Warwick REYNOLDS
London 1880 - Glasgow 1926
Biography
Born in Islington, Warwick Reynolds was the son of a cartoonist and illustrator of the same name. He studied in London at the Grosvenor Studio and the St. John’s Wood Art School, and in 1895 began working as a magazine illustrator, eventually contributing to such publications as The Idler, Pearson’s Magazine, The Quiver and The Strand Magazine, among others. Reynolds had a particular interest in depicting animals, and made studies at the London Zoo at Regent’s Park between 1895 and 1901, where he earned an artist’s ticket at the age of thirteen.

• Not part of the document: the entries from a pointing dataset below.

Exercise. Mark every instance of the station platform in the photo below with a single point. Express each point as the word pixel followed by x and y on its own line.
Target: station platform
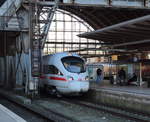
pixel 136 98
pixel 8 116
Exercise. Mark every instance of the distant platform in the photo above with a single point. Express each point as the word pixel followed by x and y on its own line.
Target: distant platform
pixel 135 98
pixel 8 116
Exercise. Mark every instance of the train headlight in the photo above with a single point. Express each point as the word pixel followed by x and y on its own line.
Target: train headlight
pixel 87 78
pixel 70 78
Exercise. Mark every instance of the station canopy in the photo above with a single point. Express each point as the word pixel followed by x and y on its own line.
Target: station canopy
pixel 131 35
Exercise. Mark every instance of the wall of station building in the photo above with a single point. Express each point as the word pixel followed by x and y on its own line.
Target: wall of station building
pixel 15 58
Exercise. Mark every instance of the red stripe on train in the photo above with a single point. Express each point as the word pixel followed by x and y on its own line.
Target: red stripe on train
pixel 57 78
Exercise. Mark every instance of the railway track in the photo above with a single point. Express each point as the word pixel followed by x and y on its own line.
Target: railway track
pixel 128 114
pixel 24 112
pixel 32 113
pixel 48 115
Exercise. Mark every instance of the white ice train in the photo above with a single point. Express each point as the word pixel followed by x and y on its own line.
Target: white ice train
pixel 64 73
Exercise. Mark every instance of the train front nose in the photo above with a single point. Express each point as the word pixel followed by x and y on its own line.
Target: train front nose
pixel 79 86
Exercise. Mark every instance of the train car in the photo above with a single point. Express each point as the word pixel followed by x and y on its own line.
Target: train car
pixel 64 73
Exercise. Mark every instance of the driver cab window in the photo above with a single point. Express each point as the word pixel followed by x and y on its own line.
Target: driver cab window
pixel 51 69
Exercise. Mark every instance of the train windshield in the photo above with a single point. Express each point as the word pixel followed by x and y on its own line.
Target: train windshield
pixel 73 64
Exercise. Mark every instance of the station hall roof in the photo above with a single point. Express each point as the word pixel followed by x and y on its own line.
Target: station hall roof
pixel 131 35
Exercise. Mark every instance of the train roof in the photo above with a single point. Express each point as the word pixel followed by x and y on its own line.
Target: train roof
pixel 62 54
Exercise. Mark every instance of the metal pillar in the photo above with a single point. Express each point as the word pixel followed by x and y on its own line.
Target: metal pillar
pixel 38 37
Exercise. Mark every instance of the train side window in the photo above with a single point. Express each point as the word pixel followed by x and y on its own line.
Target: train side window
pixel 45 69
pixel 53 70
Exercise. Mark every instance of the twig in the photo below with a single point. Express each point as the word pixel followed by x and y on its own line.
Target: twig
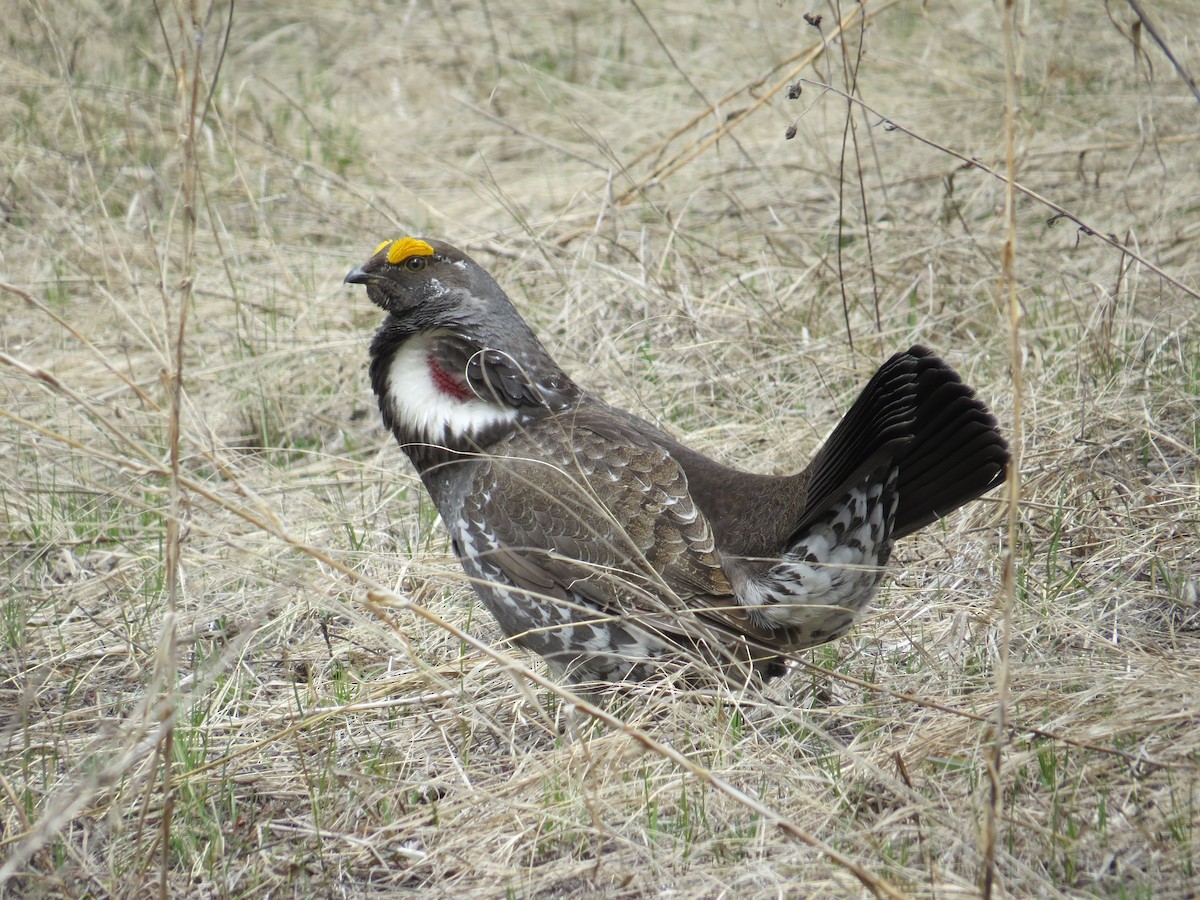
pixel 1060 211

He also illustrated a number of books on wildlife themes, including H. Mortimer Batten’s Habits and Characters of British Wild Animals, published in 1920, and Dwellers in the Jungle by Gordon Casserly, which appeared in 1927. In 1906 Reynolds settled in Glasgow, where he was employed as a staff artist for the Daily Record newspaper. He lived and worked in Glasgow for the remainder of his career, apart from a year spent in Paris in 1908, where he enrolled at the Académie Julian. He made drawings of animals at the Edinburgh Zoo, and exhibited his work at the Royal Academy, the Royal Glasgow Institute of Fine Arts and the Royal Scottish Academy. He died in 1926 at the age of forty-six, and the following year memorial exhibitions of his work were held at the Sporting Gallery in London and the Wellington Art Galleries in Glasgow.